Now, inspired by the care his beloved wife of almost 46 years received during her treatment, her husband Bill plans to take on his own mountain challenge on his 70th birthday to help other cancer patients.
Bill will strap on his hiking boots on the morning of his milestone birthday on October 25 to climb one of Kerry’s 3,000-foot peaks — the imposing Mount Brandon on the Dingle Peninsula — from the more difficult Faha side.
And every cent he raises will go to the ACT patient comfort fund at Cork University Hospital (CUH).
The ACT charity, a voluntary-run organisation in Cork, offers practical supports to cancer patients.
It fundraises for cancer treatment equipment, helps pay for refurbishment and redecorating of waiting rooms and wards where cancer patients spend most of their time, and contributes to cancer research projects.
But Phyllis said it was ACT’s patient comfort fund which made an enormous difference to her and her family as she fought cancer.
Diagnosed two-and-a-half years ago, Phyllis spent almost two years undergoing extensive chemotherapy before embarking on radiation treatment in CUH’s Dunmanway Ward.
“It was horrific and frightening at the time of the diagnosis because I was always very healthy,” she said.
Like other cancer patients, she had to spend several hours, sometimes up to four days a week, hooked up to a drip in the ward.
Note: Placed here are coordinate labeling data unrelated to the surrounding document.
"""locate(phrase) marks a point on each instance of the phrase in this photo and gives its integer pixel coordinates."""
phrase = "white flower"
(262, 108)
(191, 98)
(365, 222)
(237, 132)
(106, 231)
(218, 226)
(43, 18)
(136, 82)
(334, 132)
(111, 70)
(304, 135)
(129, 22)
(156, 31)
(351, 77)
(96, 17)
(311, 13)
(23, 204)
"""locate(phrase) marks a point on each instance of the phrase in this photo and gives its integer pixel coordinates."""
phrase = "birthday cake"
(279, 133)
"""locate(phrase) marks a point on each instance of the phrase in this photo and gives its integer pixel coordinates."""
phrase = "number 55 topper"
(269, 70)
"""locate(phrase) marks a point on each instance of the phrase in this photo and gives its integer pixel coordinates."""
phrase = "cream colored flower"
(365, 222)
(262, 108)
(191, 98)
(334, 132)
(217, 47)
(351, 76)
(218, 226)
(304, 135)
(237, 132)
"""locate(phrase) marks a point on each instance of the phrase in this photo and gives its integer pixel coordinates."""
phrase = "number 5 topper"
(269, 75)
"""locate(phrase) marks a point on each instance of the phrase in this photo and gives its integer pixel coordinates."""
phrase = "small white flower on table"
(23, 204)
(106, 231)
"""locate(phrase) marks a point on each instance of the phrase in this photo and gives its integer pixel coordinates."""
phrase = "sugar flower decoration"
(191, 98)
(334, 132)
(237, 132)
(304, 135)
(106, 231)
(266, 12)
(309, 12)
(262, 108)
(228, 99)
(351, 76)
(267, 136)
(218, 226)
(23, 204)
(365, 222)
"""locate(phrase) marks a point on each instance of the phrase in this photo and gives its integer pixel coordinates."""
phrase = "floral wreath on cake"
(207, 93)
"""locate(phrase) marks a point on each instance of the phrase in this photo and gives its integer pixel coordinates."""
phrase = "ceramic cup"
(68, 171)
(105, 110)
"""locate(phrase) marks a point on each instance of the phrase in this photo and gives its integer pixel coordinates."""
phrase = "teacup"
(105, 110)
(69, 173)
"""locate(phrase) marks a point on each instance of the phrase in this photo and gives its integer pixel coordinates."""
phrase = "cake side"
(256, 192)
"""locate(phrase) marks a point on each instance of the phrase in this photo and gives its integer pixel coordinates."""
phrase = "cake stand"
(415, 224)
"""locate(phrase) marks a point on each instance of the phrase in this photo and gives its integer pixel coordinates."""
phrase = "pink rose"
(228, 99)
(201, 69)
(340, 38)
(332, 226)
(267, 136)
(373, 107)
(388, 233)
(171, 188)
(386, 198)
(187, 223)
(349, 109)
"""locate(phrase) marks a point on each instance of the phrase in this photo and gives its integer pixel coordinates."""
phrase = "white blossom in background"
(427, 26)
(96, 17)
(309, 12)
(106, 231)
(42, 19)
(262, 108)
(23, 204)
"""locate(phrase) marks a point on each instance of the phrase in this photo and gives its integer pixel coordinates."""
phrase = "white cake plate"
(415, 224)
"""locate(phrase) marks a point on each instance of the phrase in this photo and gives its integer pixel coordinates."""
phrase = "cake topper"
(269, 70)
Patients are confined to the ward and can’t visit the hospital canteen for food.
Bill often faced a hefty parking fee while maintaining a vigil by her side.
However, volunteers with ACT’s patient comfort fund deliver teas, coffees, snacks, soups and sandwiches to the ward, and the fund also helps with the parking fees.
“The care and attention I got in CUH, and in the Dunmanway Ward, was amazing,” Phyllis said.
“But I was blown away by the patient comfort fund — that people would come around like that and help the patients.
“It was especially beneficial for patients who had travelled long distances from all over Munster. Many would have left early in the morning, and wouldn’t get home until late.
“They wouldn’t get a bite to eat all day only for the fund. When I finished treatment, I said we have to do something for these people.”
She was ultimately given the all-clear and the Blackpool-based couple, who have four adopted children, and who have fundraised for various charities over the years, turned their attention to helping ACT.
They have been organising fundraising car boot sales for some time and now Bill is gearing up to scale Brandon.
“I’ve done it eight times before, but I was much younger,” he said.
“So if I have to crawl on my hands and knees, I’ll get to the top this time.”